I though of making this a poll, but then I realized that I couldn't possibly cover all the conceivable answers, so I'm leaving it open-ended.<p>So, why did you start your startup? Was it for money, fame, freedom, by accident, for adventure, something else? I'm curious to hear any details you might want to share. Thanks!
======
soneca
I am not sure. I had this idea that kept coming back and back to my mind, and
I would evolve it, elaborate more and more - although I have lots of ideas all
the time, this one was the more persistent. Then, one day, as I don't have
much attachment to my money, I decided to invest in it, outsource the
development and put it in practice. Then I became more and more fascinated by
the way of doing business of startups (lean, customer development, all that).
So it become a fascinating path of intelectual discovery.

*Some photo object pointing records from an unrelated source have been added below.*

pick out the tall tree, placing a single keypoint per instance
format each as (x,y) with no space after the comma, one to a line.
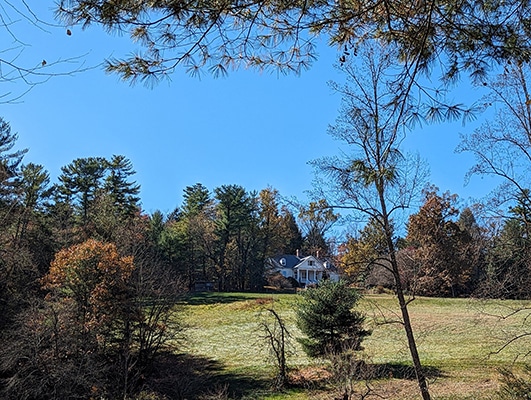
(124,193)
(289,230)
(80,182)
(465,35)
(501,144)
(444,267)
(316,220)
(10,161)
(374,179)
(234,215)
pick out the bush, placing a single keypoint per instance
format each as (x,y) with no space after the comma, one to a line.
(325,315)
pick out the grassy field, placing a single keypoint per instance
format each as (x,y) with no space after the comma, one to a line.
(457,339)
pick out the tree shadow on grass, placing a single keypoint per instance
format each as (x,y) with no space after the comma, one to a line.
(207,298)
(186,376)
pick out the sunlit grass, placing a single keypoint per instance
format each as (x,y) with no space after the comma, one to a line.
(457,337)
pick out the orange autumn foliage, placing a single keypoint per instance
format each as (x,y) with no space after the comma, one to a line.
(95,277)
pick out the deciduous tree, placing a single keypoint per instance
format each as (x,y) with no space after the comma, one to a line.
(373,178)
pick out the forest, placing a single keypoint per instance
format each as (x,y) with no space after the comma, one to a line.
(94,291)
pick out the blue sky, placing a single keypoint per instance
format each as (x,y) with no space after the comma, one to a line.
(253,129)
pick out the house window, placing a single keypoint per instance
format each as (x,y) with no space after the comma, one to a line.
(303,275)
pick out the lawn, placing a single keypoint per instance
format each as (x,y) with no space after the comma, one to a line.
(457,339)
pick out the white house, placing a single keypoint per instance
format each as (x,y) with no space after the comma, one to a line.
(306,270)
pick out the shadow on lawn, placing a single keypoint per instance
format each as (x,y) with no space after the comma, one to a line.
(191,377)
(401,371)
(206,298)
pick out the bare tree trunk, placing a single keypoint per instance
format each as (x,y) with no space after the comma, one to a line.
(412,345)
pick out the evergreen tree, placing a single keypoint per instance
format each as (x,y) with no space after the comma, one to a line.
(326,316)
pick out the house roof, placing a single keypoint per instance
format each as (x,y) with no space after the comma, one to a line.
(290,261)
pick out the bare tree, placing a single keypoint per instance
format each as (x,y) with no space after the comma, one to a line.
(276,334)
(374,179)
(22,68)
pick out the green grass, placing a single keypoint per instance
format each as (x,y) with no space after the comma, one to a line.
(457,340)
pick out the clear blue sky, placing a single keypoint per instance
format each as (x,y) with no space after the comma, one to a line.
(253,129)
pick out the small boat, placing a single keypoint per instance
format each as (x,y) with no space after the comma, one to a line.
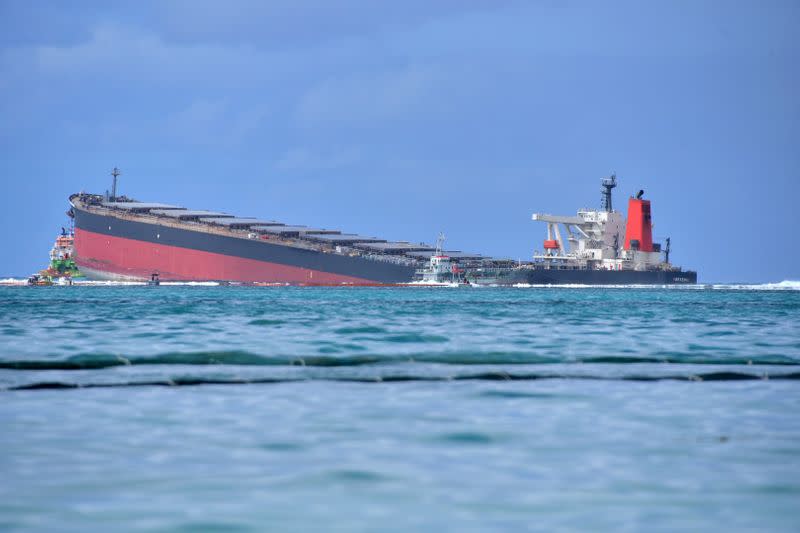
(38,281)
(440,271)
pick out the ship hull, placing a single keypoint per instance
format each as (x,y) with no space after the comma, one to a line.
(108,247)
(542,276)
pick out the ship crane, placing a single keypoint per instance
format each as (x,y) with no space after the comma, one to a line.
(591,236)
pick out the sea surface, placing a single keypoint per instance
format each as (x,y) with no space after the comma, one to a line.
(197,408)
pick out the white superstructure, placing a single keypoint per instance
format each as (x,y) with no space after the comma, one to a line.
(596,239)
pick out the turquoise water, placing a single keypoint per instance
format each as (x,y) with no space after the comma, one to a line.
(243,409)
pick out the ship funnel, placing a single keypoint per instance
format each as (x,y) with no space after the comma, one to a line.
(639,229)
(114,173)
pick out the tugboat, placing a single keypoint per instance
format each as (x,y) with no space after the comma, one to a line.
(38,281)
(62,269)
(440,270)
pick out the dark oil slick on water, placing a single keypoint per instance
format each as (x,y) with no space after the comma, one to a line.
(199,408)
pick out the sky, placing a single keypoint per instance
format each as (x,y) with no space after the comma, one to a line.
(403,119)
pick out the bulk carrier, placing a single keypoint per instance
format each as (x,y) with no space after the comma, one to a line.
(119,238)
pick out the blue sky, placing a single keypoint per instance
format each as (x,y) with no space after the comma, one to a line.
(401,119)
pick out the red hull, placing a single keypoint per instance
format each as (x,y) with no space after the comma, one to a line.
(128,258)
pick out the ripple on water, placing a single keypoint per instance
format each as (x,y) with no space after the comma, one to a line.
(266,322)
(466,437)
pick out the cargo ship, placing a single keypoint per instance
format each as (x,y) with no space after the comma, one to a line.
(120,238)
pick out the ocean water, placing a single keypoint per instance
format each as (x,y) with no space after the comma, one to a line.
(195,408)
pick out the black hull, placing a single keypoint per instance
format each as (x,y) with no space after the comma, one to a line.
(542,276)
(117,248)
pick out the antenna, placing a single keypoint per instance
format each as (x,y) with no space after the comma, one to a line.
(439,243)
(608,184)
(115,172)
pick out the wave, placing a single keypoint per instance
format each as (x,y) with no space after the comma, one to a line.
(484,376)
(785,285)
(241,358)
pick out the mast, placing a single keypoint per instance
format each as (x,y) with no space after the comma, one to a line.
(115,172)
(439,243)
(608,184)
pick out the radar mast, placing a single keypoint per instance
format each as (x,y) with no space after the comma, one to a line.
(608,184)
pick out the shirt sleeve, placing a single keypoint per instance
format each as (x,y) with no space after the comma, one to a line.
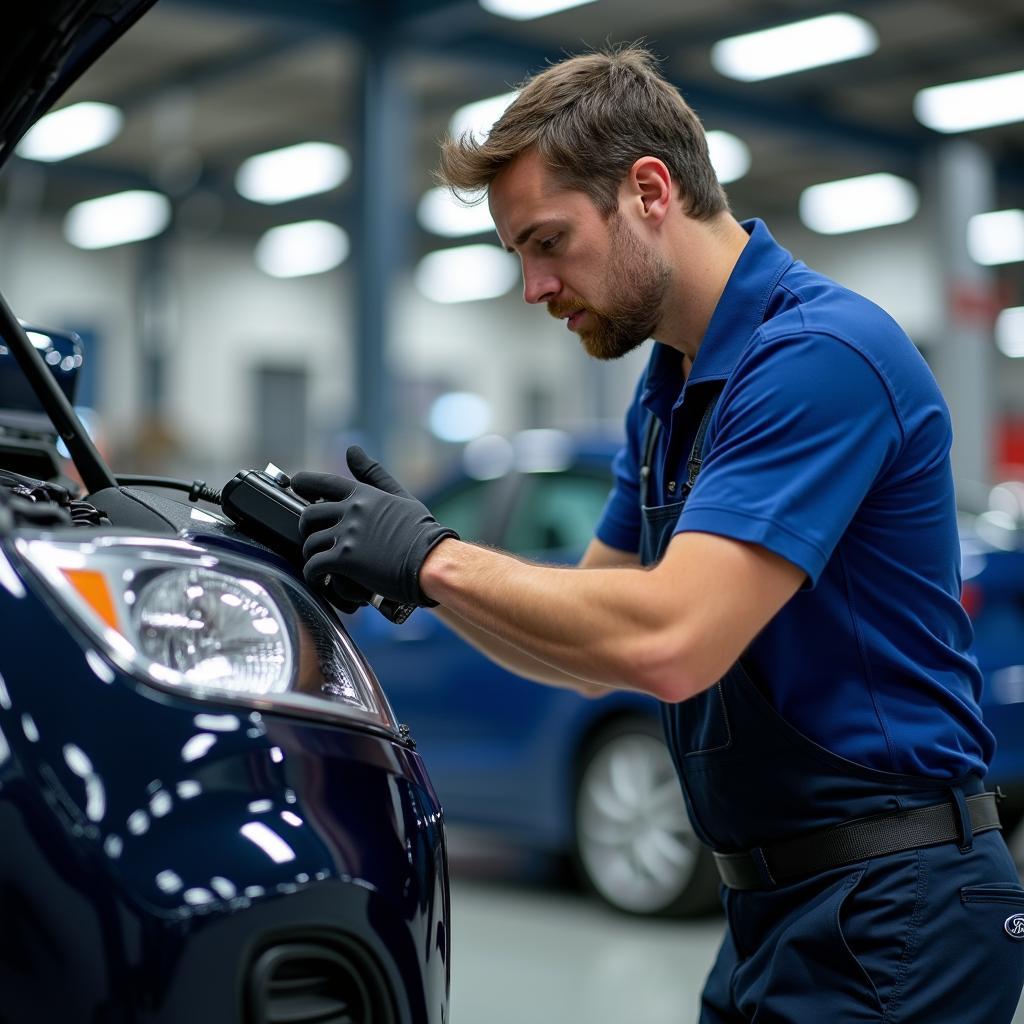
(800,435)
(620,522)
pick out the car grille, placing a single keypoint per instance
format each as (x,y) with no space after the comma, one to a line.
(317,982)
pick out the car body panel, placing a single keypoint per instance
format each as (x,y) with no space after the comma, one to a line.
(141,827)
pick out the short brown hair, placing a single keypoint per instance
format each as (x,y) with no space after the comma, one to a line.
(590,118)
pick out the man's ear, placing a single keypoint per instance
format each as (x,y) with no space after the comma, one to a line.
(650,182)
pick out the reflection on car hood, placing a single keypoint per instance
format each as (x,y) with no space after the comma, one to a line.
(47,45)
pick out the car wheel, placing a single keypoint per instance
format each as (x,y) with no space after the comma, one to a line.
(635,846)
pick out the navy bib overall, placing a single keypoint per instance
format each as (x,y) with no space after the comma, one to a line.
(924,935)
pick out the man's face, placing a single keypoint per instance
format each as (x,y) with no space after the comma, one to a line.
(594,271)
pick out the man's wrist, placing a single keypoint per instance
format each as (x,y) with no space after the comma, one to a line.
(432,569)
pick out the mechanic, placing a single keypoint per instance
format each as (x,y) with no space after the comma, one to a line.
(777,562)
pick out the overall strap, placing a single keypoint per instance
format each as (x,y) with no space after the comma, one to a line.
(651,431)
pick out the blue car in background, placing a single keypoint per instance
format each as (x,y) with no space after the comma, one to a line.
(208,811)
(555,771)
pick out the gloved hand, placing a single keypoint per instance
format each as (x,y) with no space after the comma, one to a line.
(370,530)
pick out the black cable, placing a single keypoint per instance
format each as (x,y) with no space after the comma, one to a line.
(196,488)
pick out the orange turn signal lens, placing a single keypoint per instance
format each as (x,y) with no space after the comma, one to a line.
(92,588)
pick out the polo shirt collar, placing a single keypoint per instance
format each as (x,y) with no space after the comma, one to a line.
(739,312)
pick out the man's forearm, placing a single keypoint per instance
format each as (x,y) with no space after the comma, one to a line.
(515,659)
(595,624)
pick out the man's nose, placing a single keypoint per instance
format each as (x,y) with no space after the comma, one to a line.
(540,287)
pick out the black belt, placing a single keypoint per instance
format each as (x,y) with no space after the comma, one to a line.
(854,841)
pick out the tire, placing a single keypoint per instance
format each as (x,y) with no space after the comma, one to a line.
(635,846)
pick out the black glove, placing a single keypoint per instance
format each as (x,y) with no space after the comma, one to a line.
(370,530)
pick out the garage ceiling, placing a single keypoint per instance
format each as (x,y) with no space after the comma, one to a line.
(206,84)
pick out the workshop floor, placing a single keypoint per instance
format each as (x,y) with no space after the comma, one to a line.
(526,949)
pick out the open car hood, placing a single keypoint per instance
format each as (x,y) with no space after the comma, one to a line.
(47,45)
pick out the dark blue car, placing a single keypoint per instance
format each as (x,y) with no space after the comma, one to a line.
(552,770)
(208,811)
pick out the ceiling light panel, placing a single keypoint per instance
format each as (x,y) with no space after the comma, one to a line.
(467,273)
(981,102)
(729,156)
(1010,332)
(117,219)
(856,204)
(996,238)
(798,46)
(295,171)
(304,248)
(525,10)
(68,132)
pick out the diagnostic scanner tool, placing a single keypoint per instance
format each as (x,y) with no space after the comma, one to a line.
(262,504)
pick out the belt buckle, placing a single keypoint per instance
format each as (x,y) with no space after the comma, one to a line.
(761,862)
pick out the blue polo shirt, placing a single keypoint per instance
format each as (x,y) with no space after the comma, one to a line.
(828,445)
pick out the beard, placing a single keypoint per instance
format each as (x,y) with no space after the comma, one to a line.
(636,284)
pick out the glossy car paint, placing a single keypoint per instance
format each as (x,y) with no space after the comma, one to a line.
(154,845)
(504,753)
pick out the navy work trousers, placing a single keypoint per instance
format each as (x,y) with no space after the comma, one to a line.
(922,936)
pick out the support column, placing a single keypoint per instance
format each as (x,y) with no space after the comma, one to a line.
(380,237)
(964,185)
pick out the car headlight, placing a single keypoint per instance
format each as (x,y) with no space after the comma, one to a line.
(216,626)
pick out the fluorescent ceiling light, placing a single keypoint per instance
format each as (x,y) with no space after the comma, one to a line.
(68,132)
(467,273)
(856,204)
(978,103)
(788,48)
(301,249)
(729,156)
(459,416)
(295,171)
(478,117)
(440,212)
(1010,332)
(117,219)
(523,10)
(996,238)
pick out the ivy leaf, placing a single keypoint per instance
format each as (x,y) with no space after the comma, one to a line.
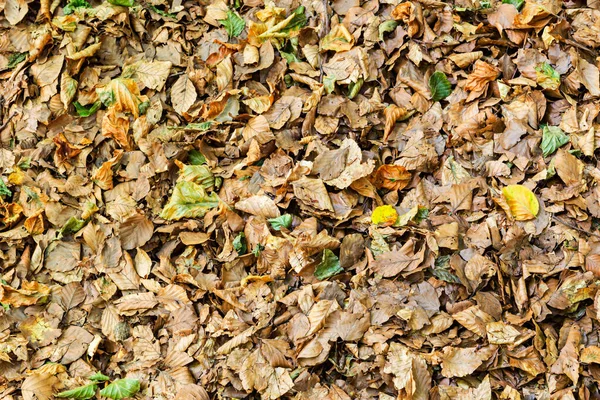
(196,158)
(233,24)
(298,21)
(552,138)
(99,377)
(239,244)
(283,221)
(329,266)
(124,3)
(517,3)
(83,111)
(121,389)
(439,86)
(82,392)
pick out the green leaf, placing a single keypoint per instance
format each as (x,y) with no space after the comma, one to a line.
(73,225)
(99,377)
(517,3)
(74,4)
(25,163)
(233,24)
(552,138)
(385,27)
(15,59)
(196,158)
(378,244)
(4,190)
(121,389)
(354,88)
(283,221)
(189,200)
(297,22)
(200,174)
(547,76)
(329,266)
(441,270)
(83,111)
(289,57)
(239,244)
(82,392)
(439,86)
(124,3)
(162,13)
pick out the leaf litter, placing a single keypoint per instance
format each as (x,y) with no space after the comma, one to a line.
(324,199)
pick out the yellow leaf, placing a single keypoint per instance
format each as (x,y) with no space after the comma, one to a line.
(522,203)
(338,39)
(384,215)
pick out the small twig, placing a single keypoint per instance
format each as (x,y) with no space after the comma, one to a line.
(4,125)
(568,224)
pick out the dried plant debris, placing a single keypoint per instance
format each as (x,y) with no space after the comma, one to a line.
(258,199)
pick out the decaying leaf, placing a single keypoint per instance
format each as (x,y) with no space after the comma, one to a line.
(335,199)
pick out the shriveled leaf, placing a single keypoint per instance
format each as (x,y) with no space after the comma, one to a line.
(392,177)
(384,215)
(284,221)
(522,203)
(183,94)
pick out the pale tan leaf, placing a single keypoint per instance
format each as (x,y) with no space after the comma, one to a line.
(183,94)
(260,205)
(39,386)
(135,231)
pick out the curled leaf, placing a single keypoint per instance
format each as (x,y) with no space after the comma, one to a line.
(384,215)
(521,201)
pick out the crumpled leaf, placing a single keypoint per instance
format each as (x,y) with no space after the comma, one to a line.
(384,215)
(522,203)
(189,200)
(392,177)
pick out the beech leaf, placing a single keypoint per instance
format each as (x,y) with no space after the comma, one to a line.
(329,266)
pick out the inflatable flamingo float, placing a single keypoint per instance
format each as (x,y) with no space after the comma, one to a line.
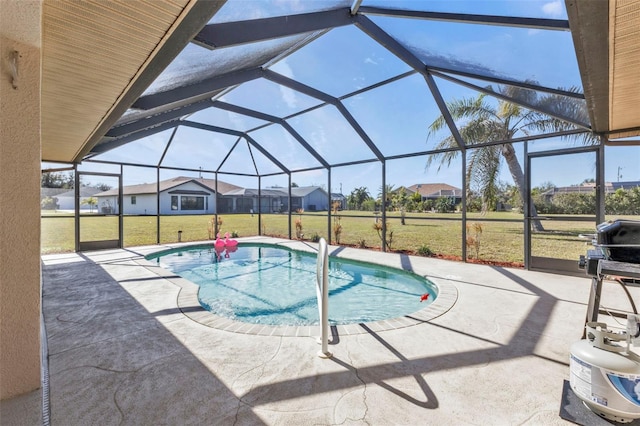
(228,242)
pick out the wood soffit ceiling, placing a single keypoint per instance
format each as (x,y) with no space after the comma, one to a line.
(94,53)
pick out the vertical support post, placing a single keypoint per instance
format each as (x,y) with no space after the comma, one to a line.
(120,209)
(259,206)
(600,183)
(384,206)
(76,196)
(463,152)
(322,293)
(215,214)
(329,209)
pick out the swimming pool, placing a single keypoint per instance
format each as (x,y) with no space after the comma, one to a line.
(273,285)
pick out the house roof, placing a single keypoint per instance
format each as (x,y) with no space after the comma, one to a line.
(590,187)
(251,192)
(301,191)
(431,190)
(151,188)
(52,192)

So, in a sense, it would be "for adventure", the learning is incredible, even
with failure on this field, would be a essential step I had to had if I come
back to my original field of work (non-profit, social impact, social business,
etc).

Sure, I dream about fame and money, but I dream about being a great soccer
player. These dreams are a way to fantasize the consequences of what I am
doing, no the reason behind it.

------
biljanacerin
I don't know if this what we have is a startup by definition, but I do it
because I love my profession and want to provide consulting services that add
value to our clients. I know it sounds too artificial but it really is so.
People ask me, how can I find passion in something that is so boring
(compliance, risk, governance, standards) - well I really can, I've always
enjoyed it and I love to see our systems and processes work and release the
regulatory burden from our clients' businesses. I simply love what we do. In
short: to do what I love to do.

------
nemrow
I have always been fascinated in affecting the masses in a positive way. From
there it took years to mold the concept before a small team and I took the
plunge.

A year later, we realized it didn't affect the masses in the way we would have
hoped.

My answer on "Why did you END your startup" would probably be much more
insightful and informative. I think I'll throw that question up myself!

------
dynabros
The issue was driving me and my friends crazy. I figured I could solve it!